Videos im Internet: Vom privaten Clip bis zum Spielfilm

Werbemüll und Illegales

Die Video-Suchmaschinen eignen sich perfekt dazu, Musikschnipsel, Filmtrailer oder Vorspänne von Fernsehserien aufzutreiben. Auch skurrile private Videos tummeln sich in großen Mengen auf den Videoportalen. Mit zunehmender Popularität werden die Seiten jedoch von Werbung und Müllbeiträgen überschwemmt. Auf vollständige Musikvideos, komplette Filme und Serienepisoden werden Sie ebenfalls häufig stoßen – in den meisten Fällen handelt es sich um illegale Kopien. Aus diesem Grund hat der Medienkonzern Viacom unlängst Youtube auf Schadensersatz in Milliardenhöhe verklagt.

Drawn together
Von beliebten TV-Serien wie Drawn Together finden sich auf Youtube komplette Folgen, aufgesplittet in mehrere Teile. Den Rechteinhabern ist das ein Dorn im Auge.

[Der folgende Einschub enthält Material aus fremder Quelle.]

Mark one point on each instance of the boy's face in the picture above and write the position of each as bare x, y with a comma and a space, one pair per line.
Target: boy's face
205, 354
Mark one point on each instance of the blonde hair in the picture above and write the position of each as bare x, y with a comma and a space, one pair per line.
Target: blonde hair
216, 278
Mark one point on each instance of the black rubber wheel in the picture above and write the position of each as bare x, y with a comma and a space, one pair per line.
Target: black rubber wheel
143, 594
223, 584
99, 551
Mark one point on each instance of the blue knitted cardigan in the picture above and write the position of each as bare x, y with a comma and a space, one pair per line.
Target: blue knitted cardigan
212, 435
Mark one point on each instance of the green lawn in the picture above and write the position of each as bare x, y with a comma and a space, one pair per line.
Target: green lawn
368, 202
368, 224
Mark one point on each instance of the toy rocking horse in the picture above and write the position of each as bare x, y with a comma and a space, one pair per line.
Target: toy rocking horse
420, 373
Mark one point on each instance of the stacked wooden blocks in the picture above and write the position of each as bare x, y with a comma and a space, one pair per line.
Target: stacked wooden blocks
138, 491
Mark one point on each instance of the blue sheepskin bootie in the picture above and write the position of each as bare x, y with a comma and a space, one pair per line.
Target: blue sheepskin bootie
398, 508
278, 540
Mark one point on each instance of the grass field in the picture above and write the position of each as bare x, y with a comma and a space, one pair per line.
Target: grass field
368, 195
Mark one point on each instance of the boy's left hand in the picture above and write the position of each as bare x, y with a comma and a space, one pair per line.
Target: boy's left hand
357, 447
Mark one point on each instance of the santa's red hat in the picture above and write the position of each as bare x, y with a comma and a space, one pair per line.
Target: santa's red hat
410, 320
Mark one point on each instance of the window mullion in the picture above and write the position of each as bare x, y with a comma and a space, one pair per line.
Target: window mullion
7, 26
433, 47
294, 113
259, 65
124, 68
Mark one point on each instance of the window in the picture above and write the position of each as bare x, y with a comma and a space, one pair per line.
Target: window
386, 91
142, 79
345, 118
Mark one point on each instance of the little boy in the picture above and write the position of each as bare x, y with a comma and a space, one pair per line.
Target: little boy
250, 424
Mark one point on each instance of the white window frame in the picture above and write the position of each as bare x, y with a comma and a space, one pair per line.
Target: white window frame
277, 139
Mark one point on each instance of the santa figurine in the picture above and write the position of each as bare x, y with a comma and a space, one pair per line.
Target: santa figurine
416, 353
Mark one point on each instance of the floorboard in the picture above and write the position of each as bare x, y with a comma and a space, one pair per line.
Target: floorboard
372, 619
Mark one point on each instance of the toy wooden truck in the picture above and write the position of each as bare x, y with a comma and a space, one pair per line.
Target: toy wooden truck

Manchmal verweisen die Suchergebnisse auf amerikanische Online-Videotheken oder andere kostenpflichtige Angebote. Ob Europäer dort einkaufen können, hängt vom Einzelfall ab. Wenn Ihnen der Sinn mehr nach einem gemütlichen Filmabend als nach Suchorgien besteht, sind andere Alternativen gefragt.

Die Internet-Videotheken: Video on Demand (VOD)

In Zeiten von DSL 16.000 und 25.000 liegt es nahe, Filme und Serien bei einer Online-Videothek herunterzuladen. DVD-Verleiher vor Ort berechnen oft weniger als einen Euro pro Film – online könnte man also auf Preise zwischen fünfzig Cent und einem Euro hoffen, da die Anbieter kein Ladengeschäft unterhalten müssen. Und natürlich sollte eine riesige Auswahl an Filmen selbstverständlich sein.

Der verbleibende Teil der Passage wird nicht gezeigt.